Most "CUDA SIMD" intrinsics are designed to process a 32-bit data pack containing 2x 16-bit or 4x 8-bit values (<https://docs.nvidia.com/cuda/cuda-math-api/cuda_math_api/gro...>). That significantly shrinks their applicability in most domains outside of video and string processing. I've had pretty high hopes for DPX on Hopper (<https://developer.nvidia.com/blog/boosting-dynamic-programmi...>) instructions and started integrating them in StringZilla last year, but the gains aren't huge.

[-]
- winwang 2 months ago ago
  
  Oh wow, TIL, thanks. I usually call stuff like that SWAR, and every now-and-then I try to think of a way to (fruitfully) use it.
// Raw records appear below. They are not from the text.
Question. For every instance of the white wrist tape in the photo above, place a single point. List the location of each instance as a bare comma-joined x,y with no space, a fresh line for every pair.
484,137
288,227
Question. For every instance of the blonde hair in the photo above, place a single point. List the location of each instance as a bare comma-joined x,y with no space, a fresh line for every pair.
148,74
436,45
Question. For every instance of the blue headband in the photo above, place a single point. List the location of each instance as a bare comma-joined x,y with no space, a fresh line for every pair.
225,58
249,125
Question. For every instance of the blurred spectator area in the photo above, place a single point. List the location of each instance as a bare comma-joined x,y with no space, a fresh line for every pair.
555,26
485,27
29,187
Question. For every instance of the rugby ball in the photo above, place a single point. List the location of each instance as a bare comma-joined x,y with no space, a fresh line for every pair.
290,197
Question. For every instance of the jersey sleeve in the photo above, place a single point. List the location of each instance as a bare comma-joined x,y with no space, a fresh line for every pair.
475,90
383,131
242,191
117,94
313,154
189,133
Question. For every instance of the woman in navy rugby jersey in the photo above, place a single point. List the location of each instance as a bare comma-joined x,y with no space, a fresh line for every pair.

The "SIMD" in this case was just an allusion to warp-wide functions looking like how one might use SIMD in CPU code, as opposed to typical SIMT CUDA.
  Also, StringZilla looks amazing -- I just became your 1000th Github follower :)
  
  [-]
  - ashvardanian 2 months ago ago
    
    Thanks, appreciate the gesture :)
    Traditional SWAR on GPUs is a fascinating topic. I've begun assembling a set of synthetic benchmarks to compare DP4A vs. DPX (<https://github.com/ashvardanian/less_slow.cpp/pull/35>), but it feels incomplete without SWAR. My working hypothesis is that 64-bit SWAR on properly aligned data could be very useful in GPGPU, though FMA/MIN/MAX operations in that PR might not be the clearest showcase of its strengths. Do you have a better example or use case in mind?
    
    [-]
    - winwang 2 months ago ago
      
      I don't -- unfortunately not too well-versed in this field! But I was a bit fascinated with SWAR after I randomly thought of how to prefix-sum with int multiplication, later finding out that it is indeed an old trick as I suspected (I'm definitely not on this thread btw): https://mastodon.social/@dougall/109913251096277108
      As for 64-bit... well, I mostly avoid using high-end GPUs, but I was of the impression that i64 is just simulated. In fact, I was thinking of using the full warp as a "pipeline" to implement u32 division (mostly as a joke), almost like anti-SWAR. There was some old-ish paper detailing arithmetic latencies in GPUs and division was approximately more than 32x multiplication (...or I could be misremembering).
    - bobmcnamara 2 months ago ago
      
      Parallel compares: https://graphics.stanford.edu/~seander/bithacks.html#ZeroInW...
DennisL123 2 months ago ago

Interesting stuff. Not sure if I read this right that it‘s 16 und 32 bit values of integers that get sorted. If yes, I‘d love to see if the GPU implementation can beat a competitive Radix sort implementation on a CPU.

[-]
- winwang 2 months ago ago
  
  It's 32 32-bit values which get sorted. I don't think a GPU sort would beat a CPU sort at this scale, even if you don't take kernel launch time into account. CPUs are simply too fast for (super-)small data, especially with AVX-512. But if we're talking about a larger amount of data, that would be a different story, i.e. as part of a normal gpu mergesort.
  
  [-]
  - maeln 2 months ago ago
    
    It is also useful if your data already lives on the GPU memory. For example, when you need to z-sort a bunch of particles in a 3d renderer particle system.
  - exDM69 2 months ago ago
    
    A 32 way GPU sorting algorithm might be just what I need for sorting and deduplicating triangle id's in a visibility buffer renderer I am working on.
    Thanks for sharing.
    
    [-]
    - winwang 2 months ago ago
      
      As someone who doesn't know very much about graphics (ironically), you're welcome and hope it helps!
fourseventy 2 months ago ago

What are the biggest use cases of GPU accelerated sorting?